Examples

NCBI format input sequences - no introns

The command below [1] identifies coding sequences from NCBI format [2] input for nine proteins that do not contain introns.

ncfp tests/test_input/sequences/input_ncbi.fasta \
    tests/examples/ncbi dev@null.com -v

NCBI format input sequences - no introns

The command below [1] identifies coding sequences from NCBI format [2] input for two proteins, one of which has an alternative start site.

ncfp --allow_alternative_start_codon \
            tests/test_input/sequences/input_alternative_start.fasta \
            tests/examples/alternative_start dev@null.com -v

UniProt format input sequences - no introns

The command below [1] identifies coding sequences from UniProt format [3] input for ten proteins that do not contain introns. The -u or --uniprot argument is required to specify that the input sequences are UniProt format, otherwise an error is thrown.

ncfp tests/test_input/sequences/input_uniprot.fasta \
    tests/examples/uniprot dev@null.com -v

UniProt/Stockholm input sequences - no introns

The command below [1] identifies coding sequences from UniProt format [3] input for 57 amino acid sequences specifying regions of a protein in Stockholm notation [4]. The -u or --uniprot argument is required to specify that the input sequences are UniProt format, and the -s or --stockholm arguments are required to tell ncfp to parse the region locations.

ncfp -s tests/test_input/sequences/input_uniprot_stockholm.fasta \
    tests/examples/uniprot_stockholm dev@null.com -v

Human sequences - isoforms and intron/exon structure

The command below [1] identifies coding sequences from NCBI format [3] input for four human proteins with intron/exon structure, including three isoforms of the same protein from the same locus (GPR137: NP_001164351.1, NP_001164352.1, and XP_005274161.1).

ncfp tests/test_input/sequences/human.fasta \
    tests/examples/human dev@null.com -v

Logging

Verbose output can be written persistently to a logfile using the -l or --logfile argument and specifying the path to which the logfile should be written. An example is given in the command below.

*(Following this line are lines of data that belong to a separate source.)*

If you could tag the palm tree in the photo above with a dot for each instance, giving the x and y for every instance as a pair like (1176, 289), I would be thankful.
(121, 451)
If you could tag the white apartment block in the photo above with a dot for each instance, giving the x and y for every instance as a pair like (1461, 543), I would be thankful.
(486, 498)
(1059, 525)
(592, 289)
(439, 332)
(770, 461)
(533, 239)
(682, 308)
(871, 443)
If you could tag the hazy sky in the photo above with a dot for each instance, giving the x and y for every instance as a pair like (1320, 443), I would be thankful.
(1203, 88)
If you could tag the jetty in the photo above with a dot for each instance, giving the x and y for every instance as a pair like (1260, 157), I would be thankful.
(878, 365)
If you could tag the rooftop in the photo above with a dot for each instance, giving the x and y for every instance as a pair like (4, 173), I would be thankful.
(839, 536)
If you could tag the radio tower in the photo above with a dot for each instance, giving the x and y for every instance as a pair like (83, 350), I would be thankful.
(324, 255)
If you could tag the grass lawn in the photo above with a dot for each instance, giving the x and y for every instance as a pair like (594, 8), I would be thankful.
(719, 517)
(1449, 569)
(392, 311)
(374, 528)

ncfp tests/test_input/sequences/human.fasta \
    tests/examples/logging dev@null.com \
    -l tests/examples/logging/human.log

Specifying the cache location

By default a new cache database is created every time that ncfp is run, in the .ncfp_cache hidden subdirectory. The default cache database filename is ncfpcache_YYYY-MM-DD-HH-MM-SS.sqlite3, indicating the time that the command was run. This location and naming convention can be overridden with the -d/--cachedir and -c/--cachestem arguments, as in the command below.

ncfp tests/test_input/sequences/human.fasta \
    tests/examples/caches dev@null.com \
    -d tests/examples/caches \
    -c ncfp_cache

Reusing an existing cache

To avoid unnecessary bandwidth/NCBI queries, an existing cache database can be used. The location of the cache is specified with the -d/--cachedir and -c/--cachestem arguments, and the --keepcache option must be specified. If the specified location does not contain a cache database, one is created. For example:

ncfp tests/test_input/sequences/human.fasta \
    tests/examples/caches1 dev@null.com \
    -d tests/examples/caches \
    -c ncfp_cache

will create a cache at tests/test_output/caches/ncfp_cache.sqlite3, and

ncfp tests/test_input/sequences/human.fasta \
    tests/examples/caches2 dev@null.com \
    -d tests/examples/caches \
    -c ncfp_cache \
    --filestem cached \
    --keepcache

will reuse the cachefile without making new queries at NCBI, and write the output to cached_aa.fasta and cached_nt.fasta [5].

Footnotes

[1](1, 2, 3, 4, 5) The -v option shows verbose output in STDOUT.
[2](1, 2) The sequence identifier in the FASTA header is a valid NCBI protein accession.
[3](1, 2, 3) The sequence description in the FASTA header contains a valid GN=<accession> gene identifier.
[4]The sequence identifier in the FASTA header ends with a Stockholm format region definition, e.g. /47-134.
[5]The --filestem argument changes the filestem of the output nucleotide and amino acid sequence files.